Nestled between four pine-laden sacred mountains on the bank of the Tuul River, there is a lot to do in Ulaanbaatar, from exploring its somewhat naughty and fast-paced nightlife to strolling through the relative ease and peacefulness of its temples and select nooks within the city, there is something for everyone. These are our top five things to see and do in Ulaanbaatar, Mongolia.
1. Gandan Monastery
The foremost religious structure in the country, the 85-foot-high (26 meters) Gandan Monastery is one of the only Buddhist structures to survive the religiously oppressive communist regime of 30 years ago. The largest in the country, inside the temple is a wonderful gilded and jewel adorned 82-foot-tall (25 meter) statue of the Magjid Janraisig. Coming in at 20 tons, this behemoth is a functioning symbol of Mongolian post-communist revival. With services going on every morning, see entrancing Buddhists flock to the temple to pay homage to their spirituality and new freedoms.

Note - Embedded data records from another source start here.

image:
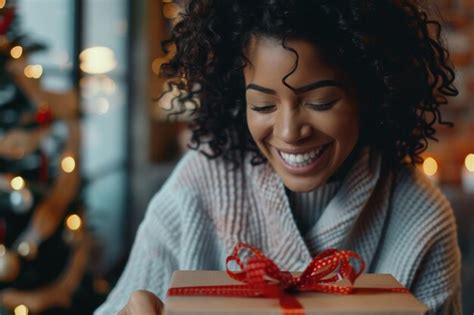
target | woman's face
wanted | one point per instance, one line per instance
(306, 132)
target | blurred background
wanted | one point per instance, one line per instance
(84, 144)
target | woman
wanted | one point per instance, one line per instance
(310, 119)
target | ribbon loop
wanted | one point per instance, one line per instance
(263, 278)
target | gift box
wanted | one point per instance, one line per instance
(360, 302)
(333, 283)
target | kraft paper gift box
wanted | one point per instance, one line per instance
(313, 303)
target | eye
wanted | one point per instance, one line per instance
(321, 106)
(263, 108)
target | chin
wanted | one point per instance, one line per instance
(299, 185)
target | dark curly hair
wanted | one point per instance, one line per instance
(390, 49)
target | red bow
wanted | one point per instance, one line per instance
(263, 278)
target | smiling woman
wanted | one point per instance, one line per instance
(311, 116)
(306, 124)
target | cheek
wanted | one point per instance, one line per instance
(259, 125)
(341, 126)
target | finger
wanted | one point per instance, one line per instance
(144, 302)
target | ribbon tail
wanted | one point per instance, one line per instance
(290, 305)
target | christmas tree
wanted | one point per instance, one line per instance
(44, 246)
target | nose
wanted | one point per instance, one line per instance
(291, 126)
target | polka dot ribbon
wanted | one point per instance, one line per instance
(262, 278)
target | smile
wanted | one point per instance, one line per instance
(303, 159)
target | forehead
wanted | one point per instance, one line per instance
(270, 61)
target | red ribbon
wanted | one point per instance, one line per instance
(263, 278)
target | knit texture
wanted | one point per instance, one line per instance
(399, 223)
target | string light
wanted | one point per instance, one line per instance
(103, 105)
(24, 249)
(17, 183)
(73, 222)
(33, 71)
(68, 164)
(16, 52)
(469, 162)
(21, 310)
(430, 166)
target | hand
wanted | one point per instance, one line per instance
(142, 302)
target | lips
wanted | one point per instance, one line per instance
(303, 161)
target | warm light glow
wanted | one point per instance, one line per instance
(102, 105)
(68, 164)
(97, 60)
(17, 183)
(16, 52)
(156, 64)
(469, 162)
(21, 310)
(24, 249)
(33, 71)
(171, 10)
(430, 166)
(73, 222)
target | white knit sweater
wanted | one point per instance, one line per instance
(399, 224)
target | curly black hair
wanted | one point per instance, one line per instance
(391, 50)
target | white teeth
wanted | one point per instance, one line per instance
(301, 159)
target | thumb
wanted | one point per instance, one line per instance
(143, 302)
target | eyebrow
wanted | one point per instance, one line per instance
(301, 90)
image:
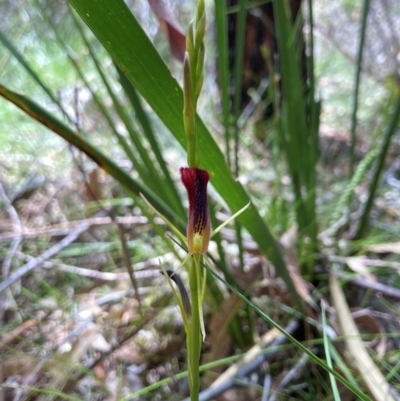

2. The Museum of Natural History
For a real insight into Mongolia’s natural history, there is no better place to go than this museum. Complete with two full dinosaur skeletons, that of the 15-foot tall (4,5 meter) flesh-eating Tarosaurus and the duck-billed Saurolophus, the museum is an old but provides a detailed account of Mongolia’s storied natural past. Full of wonderful exhibits, be sure to see the geology section, full of interesting meteorites and minerals, or get to the several rooms displaying embalmed native animals. It has a terrific section showing ancient and modern flora and also includes a section on the origin of humans, so grab an English-written guide and wind your way through this insightful national landmark.
3. Naadam Festival
This is a bit of a special order, since it only happens in July, but if you can make it, you are in for a heck of a time. The biggest festival in Mongolia, this three-day annual event is a feast of national pastimes and tradition. “The three games of men” as they might call it, see celebrated Mongolian wrestlers pick their opponents and face off in a single elimination tournament as zasuuls sing in praise. The other two events, horseracing and archery, are a bit more close to home though with a bit of a twist.
4. The Winter Palace of the Bogd Khan and Museum
Certainly one of the most interesting places you can go in Ulaanbaatar, the spanning complex contains six temples containing the many possessions of the early 20th-century Great Khhan known as Bogd Khan. It is the last remaining residence of the emperor and it contains his throne, bed, beautiful collection of art, and oddly enough, stuffed animals. It even has his boots, given to him as a gift by the famous Russian Tsar Nicholas II. Beyond this, there is much more to see, such as the Palace Museum.
5. Get to the Theaters
Mongolia has a pretty vibrant arts and culture community under several establishments. With places and groups around town such as the State Academic Drama Theater, the National Academic Ensemble of Folk Dance and Music, and the Mongolian State Puppet Theater, you get the chance to see one of the world’s most storied cultures at work. Enjoy a romantic evening at the Academic Theater of Opera and Ballet or check out the Symphony Orchestra or the Mongolian State Philharmonic. There’s something for all tastes.